3D printing company New Matter is shutting down this month
Perhaps 2014 wasn’t the ideal time to get into the 3D printing game. After years of hype, the even the biggest names have been struggling to stay afloat. Pasadena startup New Matter is joining the growing list of companies who’ve unsuccessfully made a go at it, announcing that it will be closing up shop by the end of the month.
It’s not for lacking of trying — and the company’s MOD-t printer was met with decent reviews when it launched in 2016. In his writeup, John praised the pricing ($300 or $400, depending on where you picked one up) and ease of use, though added cautiously, “you get what you pay for.”
Initially funded on Indiegogo, the company went back to the crowdfunding well last year, this time taking to Kickstarter to pay for a Model 2. The project managed to exceed its goal in five days, but New Matter still pulled the plug. The company says it ultimately wanted to go back to the drawing board.
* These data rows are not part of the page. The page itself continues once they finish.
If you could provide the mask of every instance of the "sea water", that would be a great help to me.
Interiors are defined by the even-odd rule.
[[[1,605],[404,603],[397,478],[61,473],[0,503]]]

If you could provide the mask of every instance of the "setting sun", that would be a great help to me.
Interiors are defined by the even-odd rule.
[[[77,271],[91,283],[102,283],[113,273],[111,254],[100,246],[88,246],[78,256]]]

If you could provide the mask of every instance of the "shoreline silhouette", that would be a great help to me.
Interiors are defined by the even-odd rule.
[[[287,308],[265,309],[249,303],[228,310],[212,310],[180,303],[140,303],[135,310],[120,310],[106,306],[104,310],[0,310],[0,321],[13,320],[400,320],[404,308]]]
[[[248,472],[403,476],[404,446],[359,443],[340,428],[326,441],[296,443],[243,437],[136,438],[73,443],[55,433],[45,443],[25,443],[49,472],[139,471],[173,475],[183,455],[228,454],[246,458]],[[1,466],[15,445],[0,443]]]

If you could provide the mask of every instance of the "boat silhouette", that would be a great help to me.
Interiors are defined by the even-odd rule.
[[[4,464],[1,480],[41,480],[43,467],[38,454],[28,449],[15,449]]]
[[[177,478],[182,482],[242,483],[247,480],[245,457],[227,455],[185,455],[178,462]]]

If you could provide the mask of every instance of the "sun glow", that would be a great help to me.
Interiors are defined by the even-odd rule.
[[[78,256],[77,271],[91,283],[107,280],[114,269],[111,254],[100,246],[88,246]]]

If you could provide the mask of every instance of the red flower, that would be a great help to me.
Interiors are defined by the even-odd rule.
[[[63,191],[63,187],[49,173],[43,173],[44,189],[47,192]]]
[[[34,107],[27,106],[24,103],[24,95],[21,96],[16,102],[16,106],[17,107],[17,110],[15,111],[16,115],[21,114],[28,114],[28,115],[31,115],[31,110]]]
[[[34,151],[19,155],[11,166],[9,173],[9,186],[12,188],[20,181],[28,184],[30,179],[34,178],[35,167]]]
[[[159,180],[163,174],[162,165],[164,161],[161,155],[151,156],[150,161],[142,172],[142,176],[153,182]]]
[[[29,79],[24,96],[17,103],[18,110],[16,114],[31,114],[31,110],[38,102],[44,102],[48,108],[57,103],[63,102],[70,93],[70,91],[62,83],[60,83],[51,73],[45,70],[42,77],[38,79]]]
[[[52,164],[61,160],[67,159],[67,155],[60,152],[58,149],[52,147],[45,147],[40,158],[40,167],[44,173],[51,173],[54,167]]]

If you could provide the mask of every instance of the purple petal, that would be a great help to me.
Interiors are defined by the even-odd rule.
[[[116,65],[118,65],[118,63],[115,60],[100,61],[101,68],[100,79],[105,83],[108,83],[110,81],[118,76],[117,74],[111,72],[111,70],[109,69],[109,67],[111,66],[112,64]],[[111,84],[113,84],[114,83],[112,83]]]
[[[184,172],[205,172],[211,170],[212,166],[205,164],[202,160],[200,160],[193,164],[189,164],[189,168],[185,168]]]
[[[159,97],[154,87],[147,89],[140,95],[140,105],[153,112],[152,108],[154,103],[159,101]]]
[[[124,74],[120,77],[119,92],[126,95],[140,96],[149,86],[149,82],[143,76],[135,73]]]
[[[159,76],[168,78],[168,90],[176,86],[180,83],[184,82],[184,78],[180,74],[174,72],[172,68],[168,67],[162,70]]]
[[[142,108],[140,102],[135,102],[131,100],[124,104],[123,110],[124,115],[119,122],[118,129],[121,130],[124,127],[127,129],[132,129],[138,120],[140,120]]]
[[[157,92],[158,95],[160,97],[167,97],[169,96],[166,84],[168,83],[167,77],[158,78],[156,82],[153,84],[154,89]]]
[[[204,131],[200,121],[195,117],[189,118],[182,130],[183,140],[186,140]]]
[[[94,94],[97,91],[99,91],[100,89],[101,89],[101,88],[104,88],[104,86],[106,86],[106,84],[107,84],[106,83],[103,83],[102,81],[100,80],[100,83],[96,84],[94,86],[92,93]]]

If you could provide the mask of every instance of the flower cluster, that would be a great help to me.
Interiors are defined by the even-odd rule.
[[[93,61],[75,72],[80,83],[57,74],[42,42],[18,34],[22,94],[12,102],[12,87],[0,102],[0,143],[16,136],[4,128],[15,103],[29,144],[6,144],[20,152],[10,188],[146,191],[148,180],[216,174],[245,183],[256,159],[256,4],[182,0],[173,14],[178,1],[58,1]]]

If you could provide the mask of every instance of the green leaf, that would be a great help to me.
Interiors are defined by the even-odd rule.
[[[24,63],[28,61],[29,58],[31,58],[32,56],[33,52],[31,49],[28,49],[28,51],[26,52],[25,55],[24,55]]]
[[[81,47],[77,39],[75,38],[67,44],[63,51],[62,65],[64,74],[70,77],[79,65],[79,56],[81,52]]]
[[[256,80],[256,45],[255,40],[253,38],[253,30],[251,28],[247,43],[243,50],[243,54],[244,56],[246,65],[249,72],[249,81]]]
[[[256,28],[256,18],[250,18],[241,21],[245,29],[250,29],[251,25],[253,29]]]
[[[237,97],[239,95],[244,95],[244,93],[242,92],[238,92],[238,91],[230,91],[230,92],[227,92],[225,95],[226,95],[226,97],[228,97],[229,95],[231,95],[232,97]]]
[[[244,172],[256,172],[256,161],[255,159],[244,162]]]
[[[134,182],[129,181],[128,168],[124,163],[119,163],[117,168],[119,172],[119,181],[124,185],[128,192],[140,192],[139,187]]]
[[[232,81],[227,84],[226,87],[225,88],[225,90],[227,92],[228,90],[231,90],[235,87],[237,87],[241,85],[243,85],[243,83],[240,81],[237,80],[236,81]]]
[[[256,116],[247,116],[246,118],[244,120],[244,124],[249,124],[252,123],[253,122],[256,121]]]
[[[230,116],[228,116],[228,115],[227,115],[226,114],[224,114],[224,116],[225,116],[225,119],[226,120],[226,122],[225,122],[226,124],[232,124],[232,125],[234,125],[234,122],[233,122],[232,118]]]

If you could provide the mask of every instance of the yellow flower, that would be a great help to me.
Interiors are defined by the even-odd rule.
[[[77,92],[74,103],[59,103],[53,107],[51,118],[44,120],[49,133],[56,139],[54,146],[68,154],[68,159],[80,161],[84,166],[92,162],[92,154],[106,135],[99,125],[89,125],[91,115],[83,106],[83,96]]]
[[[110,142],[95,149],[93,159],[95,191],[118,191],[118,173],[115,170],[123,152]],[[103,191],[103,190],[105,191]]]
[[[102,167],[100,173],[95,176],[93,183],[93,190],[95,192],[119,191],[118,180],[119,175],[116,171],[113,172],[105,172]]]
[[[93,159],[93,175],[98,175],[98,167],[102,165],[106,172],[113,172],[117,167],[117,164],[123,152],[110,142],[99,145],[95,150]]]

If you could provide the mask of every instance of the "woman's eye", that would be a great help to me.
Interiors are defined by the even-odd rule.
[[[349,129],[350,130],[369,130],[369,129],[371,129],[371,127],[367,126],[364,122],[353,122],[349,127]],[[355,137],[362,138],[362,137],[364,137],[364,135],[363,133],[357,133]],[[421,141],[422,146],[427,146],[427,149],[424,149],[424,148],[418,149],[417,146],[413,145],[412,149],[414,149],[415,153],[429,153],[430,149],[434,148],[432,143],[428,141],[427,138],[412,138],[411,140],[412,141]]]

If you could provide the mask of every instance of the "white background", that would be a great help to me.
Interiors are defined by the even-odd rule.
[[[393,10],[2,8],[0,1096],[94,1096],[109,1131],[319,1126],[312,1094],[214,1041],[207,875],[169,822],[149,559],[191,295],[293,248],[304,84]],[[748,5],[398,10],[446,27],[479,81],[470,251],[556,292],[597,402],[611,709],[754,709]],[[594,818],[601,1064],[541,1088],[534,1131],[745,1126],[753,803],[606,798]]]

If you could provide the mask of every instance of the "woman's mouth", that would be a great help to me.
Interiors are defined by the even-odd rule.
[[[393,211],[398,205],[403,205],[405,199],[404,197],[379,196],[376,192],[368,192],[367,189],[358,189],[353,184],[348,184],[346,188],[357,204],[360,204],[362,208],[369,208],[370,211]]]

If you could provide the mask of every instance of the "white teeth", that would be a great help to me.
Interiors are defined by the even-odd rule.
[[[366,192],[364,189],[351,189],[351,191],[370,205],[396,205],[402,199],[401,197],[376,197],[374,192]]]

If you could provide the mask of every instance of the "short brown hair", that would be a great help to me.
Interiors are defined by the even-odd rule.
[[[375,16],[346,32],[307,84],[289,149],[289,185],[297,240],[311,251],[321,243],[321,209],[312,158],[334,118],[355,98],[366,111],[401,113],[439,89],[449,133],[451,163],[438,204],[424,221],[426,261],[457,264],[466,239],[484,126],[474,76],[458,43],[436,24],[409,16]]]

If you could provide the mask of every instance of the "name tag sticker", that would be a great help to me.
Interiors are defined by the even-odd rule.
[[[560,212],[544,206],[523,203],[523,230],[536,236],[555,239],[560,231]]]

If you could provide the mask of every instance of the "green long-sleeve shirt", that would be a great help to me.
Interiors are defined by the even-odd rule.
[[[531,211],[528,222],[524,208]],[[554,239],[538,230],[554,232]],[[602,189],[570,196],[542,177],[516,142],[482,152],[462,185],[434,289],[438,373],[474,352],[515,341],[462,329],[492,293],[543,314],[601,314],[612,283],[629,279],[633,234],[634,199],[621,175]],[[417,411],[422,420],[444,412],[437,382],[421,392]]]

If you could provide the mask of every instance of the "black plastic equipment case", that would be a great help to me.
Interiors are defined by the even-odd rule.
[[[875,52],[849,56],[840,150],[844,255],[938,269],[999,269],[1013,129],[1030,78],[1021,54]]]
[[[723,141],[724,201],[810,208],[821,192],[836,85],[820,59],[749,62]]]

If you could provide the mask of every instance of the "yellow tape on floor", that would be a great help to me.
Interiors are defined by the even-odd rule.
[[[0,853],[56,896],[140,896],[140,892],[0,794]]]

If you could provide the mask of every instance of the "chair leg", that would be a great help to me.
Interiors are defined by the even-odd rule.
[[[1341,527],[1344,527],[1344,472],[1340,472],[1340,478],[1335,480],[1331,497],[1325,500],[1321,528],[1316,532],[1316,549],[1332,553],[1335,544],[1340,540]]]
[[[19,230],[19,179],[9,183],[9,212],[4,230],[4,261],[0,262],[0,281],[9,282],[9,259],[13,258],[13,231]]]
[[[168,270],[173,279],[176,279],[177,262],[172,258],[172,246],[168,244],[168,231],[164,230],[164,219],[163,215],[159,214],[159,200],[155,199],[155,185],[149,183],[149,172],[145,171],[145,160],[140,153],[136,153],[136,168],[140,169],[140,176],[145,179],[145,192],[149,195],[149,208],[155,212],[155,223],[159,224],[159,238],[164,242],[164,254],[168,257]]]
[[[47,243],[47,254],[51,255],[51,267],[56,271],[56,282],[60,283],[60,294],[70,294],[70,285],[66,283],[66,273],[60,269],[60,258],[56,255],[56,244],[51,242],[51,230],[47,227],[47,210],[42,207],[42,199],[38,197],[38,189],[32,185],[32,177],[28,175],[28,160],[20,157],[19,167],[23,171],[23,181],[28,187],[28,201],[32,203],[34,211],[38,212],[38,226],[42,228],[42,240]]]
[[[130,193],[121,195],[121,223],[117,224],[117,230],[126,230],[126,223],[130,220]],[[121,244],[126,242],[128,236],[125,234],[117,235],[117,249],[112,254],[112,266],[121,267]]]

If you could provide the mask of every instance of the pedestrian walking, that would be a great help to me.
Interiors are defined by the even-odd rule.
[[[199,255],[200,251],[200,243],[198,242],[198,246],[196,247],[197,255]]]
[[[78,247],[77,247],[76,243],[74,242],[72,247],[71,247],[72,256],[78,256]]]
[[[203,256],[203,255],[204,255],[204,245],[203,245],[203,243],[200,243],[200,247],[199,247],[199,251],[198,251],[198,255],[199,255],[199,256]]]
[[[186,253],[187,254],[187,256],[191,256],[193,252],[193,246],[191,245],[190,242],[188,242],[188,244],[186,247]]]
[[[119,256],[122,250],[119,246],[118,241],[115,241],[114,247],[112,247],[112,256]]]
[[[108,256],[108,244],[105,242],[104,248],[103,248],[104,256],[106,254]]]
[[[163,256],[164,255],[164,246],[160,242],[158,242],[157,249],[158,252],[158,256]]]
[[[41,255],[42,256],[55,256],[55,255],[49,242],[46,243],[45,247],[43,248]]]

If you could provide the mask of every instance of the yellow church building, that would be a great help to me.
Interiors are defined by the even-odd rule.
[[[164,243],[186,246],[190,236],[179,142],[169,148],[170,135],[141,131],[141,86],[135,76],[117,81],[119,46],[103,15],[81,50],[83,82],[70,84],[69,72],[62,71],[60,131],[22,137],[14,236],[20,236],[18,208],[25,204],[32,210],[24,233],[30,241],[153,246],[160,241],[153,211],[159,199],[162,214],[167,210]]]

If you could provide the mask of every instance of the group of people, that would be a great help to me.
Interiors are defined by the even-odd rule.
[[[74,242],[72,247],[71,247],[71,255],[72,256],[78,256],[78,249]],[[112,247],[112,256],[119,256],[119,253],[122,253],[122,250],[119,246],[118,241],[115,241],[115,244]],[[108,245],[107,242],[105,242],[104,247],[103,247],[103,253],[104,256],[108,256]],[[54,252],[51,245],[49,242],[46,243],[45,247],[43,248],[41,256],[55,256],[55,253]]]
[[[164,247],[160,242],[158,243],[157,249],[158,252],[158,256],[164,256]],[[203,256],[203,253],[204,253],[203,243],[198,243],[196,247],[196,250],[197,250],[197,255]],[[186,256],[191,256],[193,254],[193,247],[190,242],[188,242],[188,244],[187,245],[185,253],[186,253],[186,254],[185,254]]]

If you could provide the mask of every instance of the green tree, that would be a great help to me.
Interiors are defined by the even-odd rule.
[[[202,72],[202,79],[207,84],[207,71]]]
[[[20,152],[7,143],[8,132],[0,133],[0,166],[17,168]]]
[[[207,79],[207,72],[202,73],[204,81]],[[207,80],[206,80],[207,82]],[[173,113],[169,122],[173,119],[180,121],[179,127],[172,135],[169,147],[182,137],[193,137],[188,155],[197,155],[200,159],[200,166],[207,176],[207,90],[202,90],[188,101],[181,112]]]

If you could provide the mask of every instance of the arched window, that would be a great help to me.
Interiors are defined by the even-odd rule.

“We have always strived to listen closely to our customers’ feedback, and given the overall reaction to the MOD-t (2nd Gen),” New Matter wrote, “we decided that the best course of action would be to discontinue the Kickstarter campaign effective November 15, 2017, rethink our next generation offering, and return with additional updates in the coming year.”
By the holidays, the company was offering up its first-gen product for $200, which now appears like another red flag. The truth is that much of the shine has worn off consumer 3D printing, and even those companies that have found success have ultimately found it difficult or impossible to compete with low cost juggernauts like XYZ, which have simply undercut the competition.
In his announcement, New Matter CEO Steve Schell acknowledges that market difficulty was a major factor in the company’s decision to cease operations, writing, “It has become clear that our aspirations to transform the industry simple don’t fit profitably into the current market dynamics in desktop 3D printing.”
While it’s ceasing operations by end of month, the company will offer some technical support through the summer. After that, however, the machines will lose some functionality, so go forth and print like every day could be your last.